Chapter 10 Francesco
FRANCESCO
The old wine factory creaks under the weight of winter. Frigid air seeps in through the broken stained glass windows above, turning my breath visible.
Everything about this place smells like mold, copper, and old secrets. No one comes here anymore. That’s why I turned it into my personal torture house.
The walls are stone, the floors are concrete, and the ceiling arches like an old cathedral, stained with decades of cobwebs and dust. Long-abandoned bottling machines rust in the corners like decaying skeletons. Wine barrels line one side, all empty.
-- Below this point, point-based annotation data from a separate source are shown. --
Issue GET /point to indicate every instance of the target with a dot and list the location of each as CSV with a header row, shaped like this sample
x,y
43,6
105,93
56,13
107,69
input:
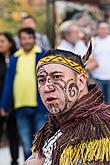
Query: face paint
x,y
57,92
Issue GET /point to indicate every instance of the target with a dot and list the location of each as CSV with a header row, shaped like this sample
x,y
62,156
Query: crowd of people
x,y
21,107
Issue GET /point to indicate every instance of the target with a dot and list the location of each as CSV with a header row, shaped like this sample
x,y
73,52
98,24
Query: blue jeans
x,y
105,87
29,120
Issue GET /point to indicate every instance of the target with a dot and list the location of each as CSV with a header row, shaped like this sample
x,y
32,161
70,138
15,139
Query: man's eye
x,y
56,77
41,81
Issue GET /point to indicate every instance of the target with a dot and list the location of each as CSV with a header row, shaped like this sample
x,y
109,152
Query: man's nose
x,y
49,86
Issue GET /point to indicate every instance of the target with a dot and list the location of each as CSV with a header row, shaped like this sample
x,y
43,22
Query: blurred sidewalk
x,y
5,156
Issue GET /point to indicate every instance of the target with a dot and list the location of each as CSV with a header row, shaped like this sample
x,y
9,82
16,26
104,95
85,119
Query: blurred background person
x,y
41,40
99,67
21,82
7,48
70,38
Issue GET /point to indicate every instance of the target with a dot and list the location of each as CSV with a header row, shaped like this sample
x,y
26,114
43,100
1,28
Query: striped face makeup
x,y
57,87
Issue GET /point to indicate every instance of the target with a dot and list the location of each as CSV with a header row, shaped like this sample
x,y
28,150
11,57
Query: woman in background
x,y
7,48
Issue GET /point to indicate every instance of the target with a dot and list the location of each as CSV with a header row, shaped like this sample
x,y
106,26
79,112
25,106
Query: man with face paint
x,y
78,127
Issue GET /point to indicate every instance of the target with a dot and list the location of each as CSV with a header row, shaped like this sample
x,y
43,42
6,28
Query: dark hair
x,y
28,17
72,56
28,30
10,38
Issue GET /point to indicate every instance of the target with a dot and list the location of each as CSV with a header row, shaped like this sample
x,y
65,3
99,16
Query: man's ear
x,y
81,81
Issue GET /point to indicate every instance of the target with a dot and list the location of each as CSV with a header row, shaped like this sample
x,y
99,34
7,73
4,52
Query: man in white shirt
x,y
101,54
70,38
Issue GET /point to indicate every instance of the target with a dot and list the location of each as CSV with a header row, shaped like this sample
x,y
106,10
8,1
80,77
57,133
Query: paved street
x,y
5,156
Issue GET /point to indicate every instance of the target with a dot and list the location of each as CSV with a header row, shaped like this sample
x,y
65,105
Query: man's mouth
x,y
50,99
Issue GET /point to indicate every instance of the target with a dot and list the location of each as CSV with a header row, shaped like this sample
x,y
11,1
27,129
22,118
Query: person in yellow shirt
x,y
21,83
78,128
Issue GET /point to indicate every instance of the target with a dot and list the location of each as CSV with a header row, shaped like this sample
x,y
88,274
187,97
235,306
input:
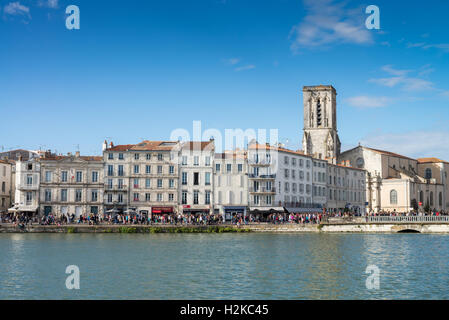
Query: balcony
x,y
262,176
115,187
262,190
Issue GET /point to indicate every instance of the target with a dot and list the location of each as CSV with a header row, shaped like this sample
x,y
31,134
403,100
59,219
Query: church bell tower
x,y
320,137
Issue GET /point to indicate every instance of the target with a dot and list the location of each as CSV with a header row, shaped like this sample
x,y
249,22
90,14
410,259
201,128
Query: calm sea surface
x,y
224,266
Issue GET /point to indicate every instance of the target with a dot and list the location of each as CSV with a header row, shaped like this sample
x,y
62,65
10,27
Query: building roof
x,y
199,145
431,160
257,146
85,158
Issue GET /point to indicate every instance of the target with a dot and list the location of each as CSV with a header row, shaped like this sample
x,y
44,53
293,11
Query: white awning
x,y
266,208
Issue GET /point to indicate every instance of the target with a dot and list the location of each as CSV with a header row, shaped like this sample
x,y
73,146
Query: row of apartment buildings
x,y
154,177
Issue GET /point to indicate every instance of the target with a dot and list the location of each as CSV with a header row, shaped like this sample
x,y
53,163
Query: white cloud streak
x,y
328,23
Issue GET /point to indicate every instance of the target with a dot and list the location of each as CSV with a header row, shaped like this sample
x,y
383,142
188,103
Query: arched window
x,y
318,113
393,197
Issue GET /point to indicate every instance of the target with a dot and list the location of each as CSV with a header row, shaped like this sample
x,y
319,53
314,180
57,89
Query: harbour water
x,y
224,266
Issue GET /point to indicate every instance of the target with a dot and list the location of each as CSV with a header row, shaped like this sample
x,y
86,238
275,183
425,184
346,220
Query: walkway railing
x,y
416,219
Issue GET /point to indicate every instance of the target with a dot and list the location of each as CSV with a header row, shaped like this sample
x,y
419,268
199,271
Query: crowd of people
x,y
23,219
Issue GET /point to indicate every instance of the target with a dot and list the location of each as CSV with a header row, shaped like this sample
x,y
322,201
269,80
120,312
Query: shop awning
x,y
263,209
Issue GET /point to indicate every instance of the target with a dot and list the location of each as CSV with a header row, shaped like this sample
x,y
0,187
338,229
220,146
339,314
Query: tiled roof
x,y
258,146
86,158
198,145
121,147
147,145
431,160
388,153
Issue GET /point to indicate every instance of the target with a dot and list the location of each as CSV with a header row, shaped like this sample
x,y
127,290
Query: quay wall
x,y
281,228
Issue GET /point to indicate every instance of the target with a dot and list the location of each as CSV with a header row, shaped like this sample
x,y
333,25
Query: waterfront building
x,y
231,183
71,185
141,177
5,185
262,172
196,177
346,187
27,182
398,183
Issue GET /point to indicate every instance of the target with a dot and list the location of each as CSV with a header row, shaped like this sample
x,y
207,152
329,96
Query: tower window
x,y
318,113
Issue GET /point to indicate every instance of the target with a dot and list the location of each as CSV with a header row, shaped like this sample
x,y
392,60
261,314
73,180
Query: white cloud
x,y
16,9
232,61
401,78
413,144
328,23
48,3
368,102
247,67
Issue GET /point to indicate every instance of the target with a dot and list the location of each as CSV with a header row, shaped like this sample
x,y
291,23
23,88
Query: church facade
x,y
391,182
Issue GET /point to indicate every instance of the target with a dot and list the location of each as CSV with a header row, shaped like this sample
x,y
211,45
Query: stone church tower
x,y
320,137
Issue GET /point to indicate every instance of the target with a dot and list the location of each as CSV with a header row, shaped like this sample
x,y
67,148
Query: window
x,y
207,197
428,173
47,176
78,195
94,196
94,176
393,197
47,195
196,180
63,195
29,197
195,196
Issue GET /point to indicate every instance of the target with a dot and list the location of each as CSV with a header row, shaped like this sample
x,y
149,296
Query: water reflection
x,y
223,266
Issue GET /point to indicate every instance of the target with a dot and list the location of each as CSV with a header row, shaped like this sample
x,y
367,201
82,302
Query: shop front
x,y
231,212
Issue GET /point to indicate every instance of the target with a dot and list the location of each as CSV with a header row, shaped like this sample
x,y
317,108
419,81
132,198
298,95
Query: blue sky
x,y
140,69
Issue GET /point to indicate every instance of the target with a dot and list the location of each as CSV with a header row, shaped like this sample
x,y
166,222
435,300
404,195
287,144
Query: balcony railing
x,y
262,190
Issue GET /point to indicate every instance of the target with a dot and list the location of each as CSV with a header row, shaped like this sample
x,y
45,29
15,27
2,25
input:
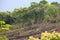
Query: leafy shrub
x,y
47,36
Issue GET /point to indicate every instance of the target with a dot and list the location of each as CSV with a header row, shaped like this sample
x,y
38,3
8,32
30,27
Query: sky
x,y
10,5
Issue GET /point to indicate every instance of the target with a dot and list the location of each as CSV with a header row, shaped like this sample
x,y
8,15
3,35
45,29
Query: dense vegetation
x,y
36,13
47,36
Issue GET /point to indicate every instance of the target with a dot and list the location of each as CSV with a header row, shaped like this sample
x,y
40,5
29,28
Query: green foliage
x,y
47,36
3,38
I shut the thick stone door behind me with a heavy thud. The sound echoes through the empty, hollow space. Well, empty except for the iron chair in the center of the room, groaning under the weight of the man tied to it.
His arms are duct-taped to the metal, and his legs are zip-tied around the legs of the chair. The light from the industrial lamp above his head makes him fully visible. His face is pale, and although the room is freezing, sweat pours down his temples, soaking the collar of his cheap button-up.
He’s shaking already. That saves me time.
I pull off my coat and hang it across a metal chair beside me. I welcome the cold bite against my skin. It keeps me sharp and alert.
Across the room, a single monitor blinks on the wall, playing surveillance footage on loop. The grainy, black-and-white resolution is crap, but not enough to hide the truth. I watch it for a moment, sliding my hands into my pockets.
The footage shows him slipping through the east wing hallway of the abandoned Romano vineyard estate. That hallway hasn’t seen guests in over a decade.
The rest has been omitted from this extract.